UAS Integration

Northrop Grumman Demonstrates Optionally-Manned Firebird Aircraft In Maritime Environment

Northrop Grumman’s optionally-manned Firebird aircraft during recent maritime surveillance demonstrations out of Key West, Fla. (Northrop Grumman)

Northrop Grumman recently completed a three-week, nearly 9,000-mile roadshow of its Firebird optionally-manned autonomous long-endurance aircraft across the U.S. that wrapped up with a maritime domain awareness demonstration of the system and a sensor package for littoral operations in South Florida, the company said this week.

The demonstrations in Key West, Fla. for U.S. Southern Command (USSOUTHCOM) followed discussions with customers and potential customers about “the growing need for littoral maritime ISR capability,” specifically for detect and monitoring operations, John Haun, chief strategist for Autonomous Systems at Northrop Grumman’s Aeronautics sector, told (Aviation Today sister publication) Defense Daily during a virtual interview on Thursday.

Firebird can be operated in manned and unmanned configurations relatively inexpensively for a wide-range of missions such as search and rescue, firefighting, intelligence, surveillance, and reconnaissance, agricultural applications, maritime monitoring and more.

For the USSOUTHCOM demonstration, which was geared for the Joint Interagency Task Force-South that is focused on detecting and monitoring illicit trafficking in the air and maritime domains, Firebird was flown in a manned configuration equipped with a four-sensor package consisting of two high-definition electro-optic/infrared cameras, an Overwatch Imaging TK-9 multispectral sensor for small target detection, and an automatic identification system receiver.

Haun said that prior to the six-stop roadshow, his team did some artificial intelligence-based anomaly detection testing of the TK-9 sensor off the California coast and it queued the operators to a specific location in the water and they took a closer look with a sensor and saw it was a sun fish about two-feet below the water surface. He said the fish was about three-feet wide, “and it kind of showed us that there are applications for semi-submersible detection and other things like that that would be mission relevant in the maritime environment. And then we were also detecting everything like surfers and boats.”

Firebird can be converted from a manned to unmanned configuration with two people in four hours. It can be flown in all weather, day and night, and has a 25,000-foot flight ceiling, 7,500-pound gross take-off weight, 32-cubic foot payload bay, and a 700-pound internal payload capacity and 1,700-pound total payload capacity. It takes a day to integrate a new sensor on the aircraft and just 30 minutes to swap out sensors that have previously be used on Firebird.

In the manned configuration the aircraft can fly up to 3,100 nautical miles and then quickly be reconfigured for unmanned flight, Haun said. The system is designed to be operated with a small ground crew and features a lot of commercial subcomponents that help drive total ownership costs to about half the price of other manned and unmanned aircraft in the light ISR space, he said.

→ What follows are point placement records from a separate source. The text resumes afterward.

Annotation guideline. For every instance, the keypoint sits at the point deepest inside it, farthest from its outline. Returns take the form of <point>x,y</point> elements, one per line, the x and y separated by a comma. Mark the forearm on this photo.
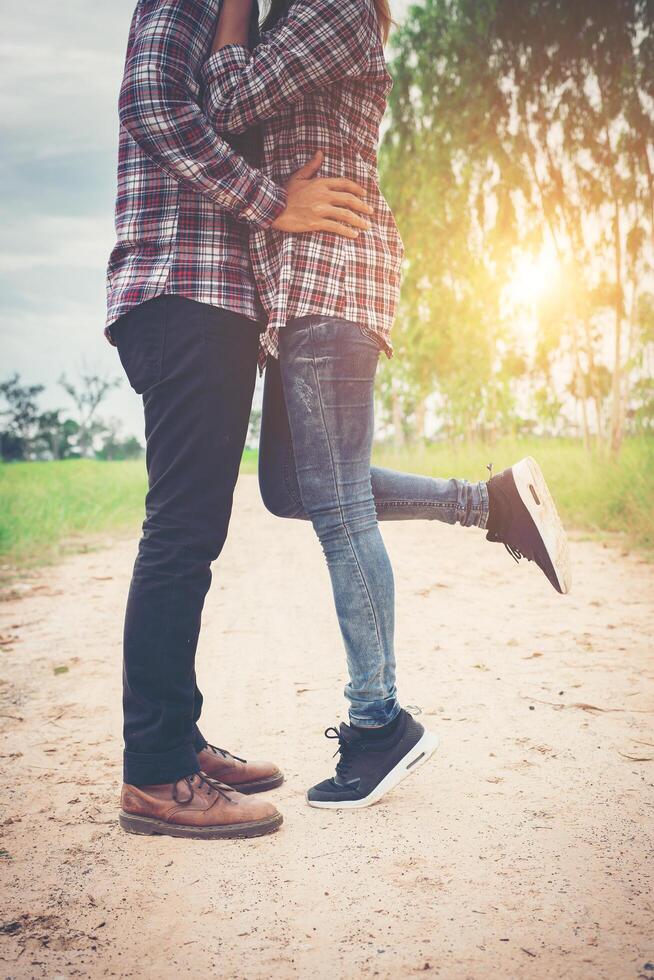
<point>157,110</point>
<point>319,43</point>
<point>233,24</point>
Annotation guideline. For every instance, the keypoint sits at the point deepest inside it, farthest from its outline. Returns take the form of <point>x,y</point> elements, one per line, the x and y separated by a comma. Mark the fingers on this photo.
<point>343,184</point>
<point>350,201</point>
<point>347,217</point>
<point>336,228</point>
<point>311,167</point>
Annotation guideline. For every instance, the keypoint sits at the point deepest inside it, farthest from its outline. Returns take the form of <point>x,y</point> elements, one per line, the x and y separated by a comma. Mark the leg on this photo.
<point>327,371</point>
<point>398,496</point>
<point>195,367</point>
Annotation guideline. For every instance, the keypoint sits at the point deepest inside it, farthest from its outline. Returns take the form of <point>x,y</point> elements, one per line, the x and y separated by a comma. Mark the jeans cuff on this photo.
<point>154,768</point>
<point>199,741</point>
<point>375,713</point>
<point>484,507</point>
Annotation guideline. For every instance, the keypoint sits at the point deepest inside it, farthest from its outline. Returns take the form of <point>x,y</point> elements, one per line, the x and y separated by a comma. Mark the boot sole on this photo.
<point>535,495</point>
<point>148,826</point>
<point>415,757</point>
<point>259,785</point>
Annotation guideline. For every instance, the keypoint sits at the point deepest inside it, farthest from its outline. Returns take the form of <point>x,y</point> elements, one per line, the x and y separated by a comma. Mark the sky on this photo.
<point>60,69</point>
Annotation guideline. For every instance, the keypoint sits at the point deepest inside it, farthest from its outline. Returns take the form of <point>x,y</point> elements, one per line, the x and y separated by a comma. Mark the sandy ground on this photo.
<point>523,849</point>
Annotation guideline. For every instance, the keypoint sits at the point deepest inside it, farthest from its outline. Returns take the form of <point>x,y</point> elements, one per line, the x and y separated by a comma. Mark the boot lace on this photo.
<point>225,754</point>
<point>198,782</point>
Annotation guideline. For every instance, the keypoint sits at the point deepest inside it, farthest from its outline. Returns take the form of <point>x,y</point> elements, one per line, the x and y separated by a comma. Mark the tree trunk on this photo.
<point>616,387</point>
<point>421,411</point>
<point>398,427</point>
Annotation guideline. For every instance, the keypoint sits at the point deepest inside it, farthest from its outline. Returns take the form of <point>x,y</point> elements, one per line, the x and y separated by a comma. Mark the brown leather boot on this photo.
<point>195,807</point>
<point>246,777</point>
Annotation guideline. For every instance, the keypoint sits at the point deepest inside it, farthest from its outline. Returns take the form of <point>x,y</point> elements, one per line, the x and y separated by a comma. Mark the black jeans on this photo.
<point>195,366</point>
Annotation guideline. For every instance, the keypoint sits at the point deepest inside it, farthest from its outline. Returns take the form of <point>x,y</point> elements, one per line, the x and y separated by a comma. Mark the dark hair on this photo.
<point>276,10</point>
<point>279,8</point>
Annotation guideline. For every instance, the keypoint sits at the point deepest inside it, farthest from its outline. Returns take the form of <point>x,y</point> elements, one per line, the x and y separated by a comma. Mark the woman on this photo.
<point>318,80</point>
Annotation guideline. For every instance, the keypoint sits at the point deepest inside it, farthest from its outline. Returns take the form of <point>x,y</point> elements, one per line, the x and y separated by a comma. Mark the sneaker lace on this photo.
<point>198,782</point>
<point>347,749</point>
<point>498,535</point>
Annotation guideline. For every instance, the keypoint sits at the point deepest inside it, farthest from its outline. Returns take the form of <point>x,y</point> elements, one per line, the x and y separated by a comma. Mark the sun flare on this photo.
<point>533,277</point>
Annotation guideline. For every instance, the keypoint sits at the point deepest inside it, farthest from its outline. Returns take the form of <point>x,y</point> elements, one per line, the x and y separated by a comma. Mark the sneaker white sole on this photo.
<point>415,758</point>
<point>538,500</point>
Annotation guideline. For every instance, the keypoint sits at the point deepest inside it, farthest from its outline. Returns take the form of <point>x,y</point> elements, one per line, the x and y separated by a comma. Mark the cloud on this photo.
<point>60,71</point>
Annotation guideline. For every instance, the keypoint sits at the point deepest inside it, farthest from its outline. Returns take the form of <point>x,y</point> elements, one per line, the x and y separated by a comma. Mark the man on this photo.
<point>184,315</point>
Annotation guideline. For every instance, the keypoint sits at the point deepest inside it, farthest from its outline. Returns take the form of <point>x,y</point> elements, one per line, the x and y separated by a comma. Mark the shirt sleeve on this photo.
<point>159,107</point>
<point>317,43</point>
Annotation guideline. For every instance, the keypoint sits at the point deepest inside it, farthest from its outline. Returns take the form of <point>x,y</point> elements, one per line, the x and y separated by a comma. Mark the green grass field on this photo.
<point>49,509</point>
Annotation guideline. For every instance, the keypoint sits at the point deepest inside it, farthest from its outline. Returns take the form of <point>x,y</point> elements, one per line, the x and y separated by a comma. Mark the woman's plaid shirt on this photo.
<point>186,200</point>
<point>317,81</point>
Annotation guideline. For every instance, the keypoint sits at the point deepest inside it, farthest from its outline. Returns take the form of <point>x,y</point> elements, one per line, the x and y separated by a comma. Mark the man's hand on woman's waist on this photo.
<point>323,203</point>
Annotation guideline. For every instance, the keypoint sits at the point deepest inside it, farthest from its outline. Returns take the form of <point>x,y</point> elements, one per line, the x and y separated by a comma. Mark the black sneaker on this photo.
<point>370,767</point>
<point>524,519</point>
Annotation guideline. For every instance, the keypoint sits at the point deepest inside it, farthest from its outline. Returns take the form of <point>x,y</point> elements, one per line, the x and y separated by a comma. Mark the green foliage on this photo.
<point>513,124</point>
<point>49,509</point>
<point>592,492</point>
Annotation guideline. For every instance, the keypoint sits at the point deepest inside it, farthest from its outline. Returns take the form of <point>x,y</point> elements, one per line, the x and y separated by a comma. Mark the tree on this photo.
<point>513,122</point>
<point>21,417</point>
<point>87,396</point>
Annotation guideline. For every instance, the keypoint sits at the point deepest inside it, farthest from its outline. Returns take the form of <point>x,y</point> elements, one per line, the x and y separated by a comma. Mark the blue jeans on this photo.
<point>314,464</point>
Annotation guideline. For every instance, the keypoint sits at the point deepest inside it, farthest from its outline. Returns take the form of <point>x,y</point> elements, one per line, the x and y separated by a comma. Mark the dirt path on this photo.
<point>523,850</point>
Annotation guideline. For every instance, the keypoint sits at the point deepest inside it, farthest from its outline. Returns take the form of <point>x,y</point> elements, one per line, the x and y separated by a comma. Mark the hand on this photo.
<point>323,203</point>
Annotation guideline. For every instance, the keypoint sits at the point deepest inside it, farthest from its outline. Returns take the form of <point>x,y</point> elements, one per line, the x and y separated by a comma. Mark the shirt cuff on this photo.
<point>266,203</point>
<point>219,71</point>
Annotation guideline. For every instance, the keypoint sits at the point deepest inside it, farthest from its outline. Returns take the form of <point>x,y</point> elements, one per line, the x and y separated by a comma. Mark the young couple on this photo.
<point>251,228</point>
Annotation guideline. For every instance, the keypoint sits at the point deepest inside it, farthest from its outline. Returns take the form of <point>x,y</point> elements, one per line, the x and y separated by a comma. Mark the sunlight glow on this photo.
<point>534,276</point>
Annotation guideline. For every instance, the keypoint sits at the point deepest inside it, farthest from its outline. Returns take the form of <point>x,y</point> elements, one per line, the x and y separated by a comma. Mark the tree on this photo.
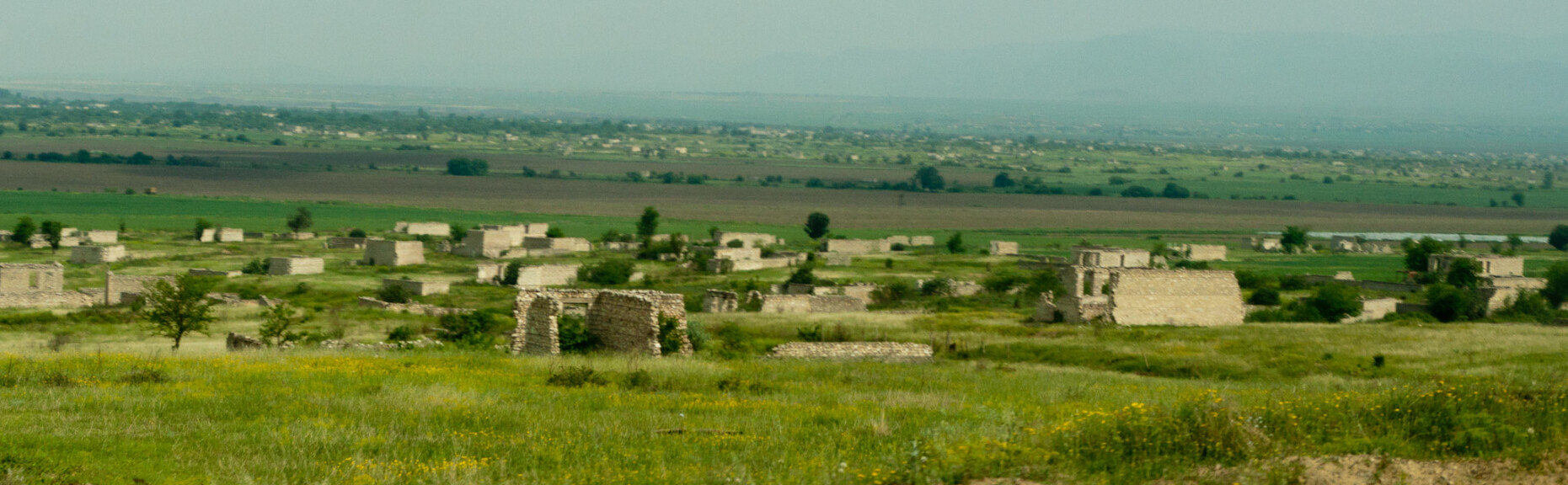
<point>1137,191</point>
<point>1418,253</point>
<point>1556,290</point>
<point>178,308</point>
<point>1294,238</point>
<point>1003,180</point>
<point>24,231</point>
<point>202,226</point>
<point>1464,273</point>
<point>52,233</point>
<point>278,321</point>
<point>300,221</point>
<point>930,179</point>
<point>648,224</point>
<point>955,244</point>
<point>468,166</point>
<point>817,226</point>
<point>1335,302</point>
<point>1559,237</point>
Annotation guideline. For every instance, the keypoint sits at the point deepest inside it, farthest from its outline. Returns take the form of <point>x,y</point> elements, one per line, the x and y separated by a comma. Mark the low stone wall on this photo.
<point>419,288</point>
<point>719,301</point>
<point>855,351</point>
<point>811,304</point>
<point>295,264</point>
<point>345,242</point>
<point>96,253</point>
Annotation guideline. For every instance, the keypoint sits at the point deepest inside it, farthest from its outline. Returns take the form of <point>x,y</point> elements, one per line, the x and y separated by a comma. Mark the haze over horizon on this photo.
<point>1413,56</point>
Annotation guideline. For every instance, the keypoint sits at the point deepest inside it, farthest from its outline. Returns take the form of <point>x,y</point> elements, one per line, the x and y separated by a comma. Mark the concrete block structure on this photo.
<point>424,229</point>
<point>96,253</point>
<point>416,286</point>
<point>1490,264</point>
<point>747,240</point>
<point>484,242</point>
<point>1200,253</point>
<point>858,246</point>
<point>383,253</point>
<point>855,351</point>
<point>623,319</point>
<point>295,264</point>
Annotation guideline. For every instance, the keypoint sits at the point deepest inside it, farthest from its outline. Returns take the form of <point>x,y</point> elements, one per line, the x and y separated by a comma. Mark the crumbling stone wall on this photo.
<point>419,288</point>
<point>127,288</point>
<point>719,301</point>
<point>811,304</point>
<point>855,351</point>
<point>16,279</point>
<point>424,229</point>
<point>295,264</point>
<point>345,242</point>
<point>383,253</point>
<point>1175,297</point>
<point>747,240</point>
<point>858,246</point>
<point>1200,253</point>
<point>96,253</point>
<point>629,322</point>
<point>231,235</point>
<point>484,244</point>
<point>548,275</point>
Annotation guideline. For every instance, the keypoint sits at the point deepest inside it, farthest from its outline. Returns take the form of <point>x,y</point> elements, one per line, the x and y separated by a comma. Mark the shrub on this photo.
<point>575,377</point>
<point>394,295</point>
<point>1264,296</point>
<point>607,273</point>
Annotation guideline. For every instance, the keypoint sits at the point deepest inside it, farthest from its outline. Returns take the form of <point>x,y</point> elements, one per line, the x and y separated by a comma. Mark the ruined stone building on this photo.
<point>1116,285</point>
<point>747,240</point>
<point>383,253</point>
<point>424,229</point>
<point>1200,253</point>
<point>623,319</point>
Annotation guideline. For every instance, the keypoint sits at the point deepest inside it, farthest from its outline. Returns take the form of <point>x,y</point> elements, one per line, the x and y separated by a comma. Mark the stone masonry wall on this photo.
<point>855,351</point>
<point>295,264</point>
<point>1175,297</point>
<point>719,301</point>
<point>383,253</point>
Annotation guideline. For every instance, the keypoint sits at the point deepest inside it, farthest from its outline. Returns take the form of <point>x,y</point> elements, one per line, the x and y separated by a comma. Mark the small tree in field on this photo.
<point>300,221</point>
<point>817,226</point>
<point>179,308</point>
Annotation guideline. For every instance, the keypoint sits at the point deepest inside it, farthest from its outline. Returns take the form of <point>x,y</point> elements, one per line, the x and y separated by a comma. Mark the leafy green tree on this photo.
<point>1294,238</point>
<point>955,244</point>
<point>930,179</point>
<point>817,226</point>
<point>24,231</point>
<point>300,221</point>
<point>1418,253</point>
<point>1559,237</point>
<point>1464,273</point>
<point>179,308</point>
<point>1335,302</point>
<point>280,321</point>
<point>648,226</point>
<point>52,233</point>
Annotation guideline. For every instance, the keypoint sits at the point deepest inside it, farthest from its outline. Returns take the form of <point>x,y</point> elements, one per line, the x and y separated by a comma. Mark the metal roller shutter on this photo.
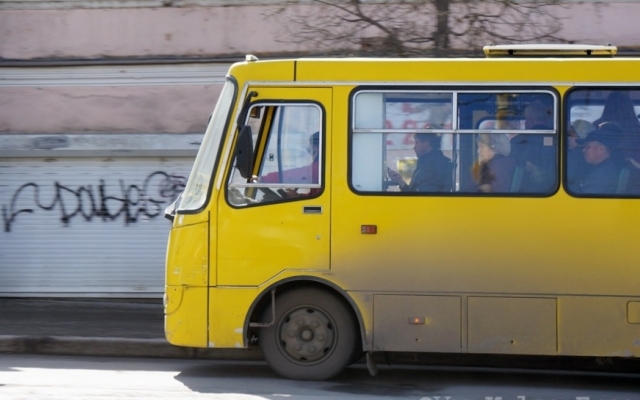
<point>89,226</point>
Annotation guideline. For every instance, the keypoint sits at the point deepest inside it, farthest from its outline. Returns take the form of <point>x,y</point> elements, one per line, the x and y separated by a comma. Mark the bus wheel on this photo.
<point>313,335</point>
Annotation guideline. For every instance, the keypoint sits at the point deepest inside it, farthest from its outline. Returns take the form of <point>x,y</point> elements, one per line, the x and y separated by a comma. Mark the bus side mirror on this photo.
<point>244,152</point>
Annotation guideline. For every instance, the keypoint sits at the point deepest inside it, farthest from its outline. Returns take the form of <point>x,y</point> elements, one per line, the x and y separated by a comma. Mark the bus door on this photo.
<point>277,216</point>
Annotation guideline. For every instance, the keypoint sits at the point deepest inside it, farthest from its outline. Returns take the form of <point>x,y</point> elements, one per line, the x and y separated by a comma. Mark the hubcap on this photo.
<point>307,335</point>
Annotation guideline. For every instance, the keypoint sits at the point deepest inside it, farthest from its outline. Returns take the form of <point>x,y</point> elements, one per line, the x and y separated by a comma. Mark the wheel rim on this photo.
<point>307,335</point>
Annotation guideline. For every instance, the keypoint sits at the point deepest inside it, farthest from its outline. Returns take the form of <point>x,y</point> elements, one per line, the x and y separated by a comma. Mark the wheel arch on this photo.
<point>296,283</point>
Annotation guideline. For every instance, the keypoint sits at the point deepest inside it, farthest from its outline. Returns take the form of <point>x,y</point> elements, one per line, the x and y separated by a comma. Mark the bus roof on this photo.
<point>549,50</point>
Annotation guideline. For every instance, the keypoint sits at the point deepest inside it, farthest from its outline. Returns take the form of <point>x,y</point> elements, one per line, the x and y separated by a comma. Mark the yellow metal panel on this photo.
<point>185,320</point>
<point>481,71</point>
<point>485,245</point>
<point>228,308</point>
<point>417,323</point>
<point>511,325</point>
<point>187,256</point>
<point>597,326</point>
<point>633,312</point>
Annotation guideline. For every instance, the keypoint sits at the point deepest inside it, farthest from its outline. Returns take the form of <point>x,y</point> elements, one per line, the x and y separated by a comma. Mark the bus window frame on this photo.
<point>567,104</point>
<point>210,138</point>
<point>260,146</point>
<point>457,89</point>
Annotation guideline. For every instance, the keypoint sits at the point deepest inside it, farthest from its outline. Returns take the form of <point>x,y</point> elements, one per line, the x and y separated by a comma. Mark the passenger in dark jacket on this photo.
<point>601,175</point>
<point>433,169</point>
<point>494,171</point>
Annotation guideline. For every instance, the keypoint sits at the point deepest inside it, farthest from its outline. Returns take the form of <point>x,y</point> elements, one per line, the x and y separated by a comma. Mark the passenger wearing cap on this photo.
<point>494,171</point>
<point>601,175</point>
<point>304,175</point>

During the recent roadshow, Firebird was only flown in manned flights and followed instrumented flight rules, showcasing its easy integration into the national airspace and rapid deployment to areas of need.

Haun said that Firebird made stops at Wright Patterson AFB in Dayton, Ohio, where the team met with acquisition officials from the Air Force that do traditional and rapid procurements; Washington, D.C. for meetings with international government representatives that included India and Japan, and U.S. government officials; Patuxent River Naval Air Station, Md., for meetings with senior Navy leadership from the Naval Air Systems Command; Tampa, Fla., for meetings with U.S. Special Operations Command and international special forces that included the Netherlands, Germany, Japan, Spain and Chile; Miami to meet with USSOUTHCOM; and finally Key West for the demonstrations with USSOUTHCOM and representatives from some Caribbean nations, including Jamaica.

Overall, about 170 people came out at the various stops to see Firebird, Haun said.

The visits generated a lot of international interest in Firebird and Haun said the company this year will continue to press ahead on the international pursuits.

Northrop Grumman this year also plans to do more work expanding the maritime capabilities of Firebird and is considering two maritime radars for wide area search applications, Haun said. One radar will be selected, he said.

Among the countries boosting demand for maritime ISR in the littoral environment, Haun mentioned Australia, Canada, Denmark, India, and the Netherlands for a variety of missions including support of NATO, smuggling interdiction, special operations, and operations near the Arctic circle.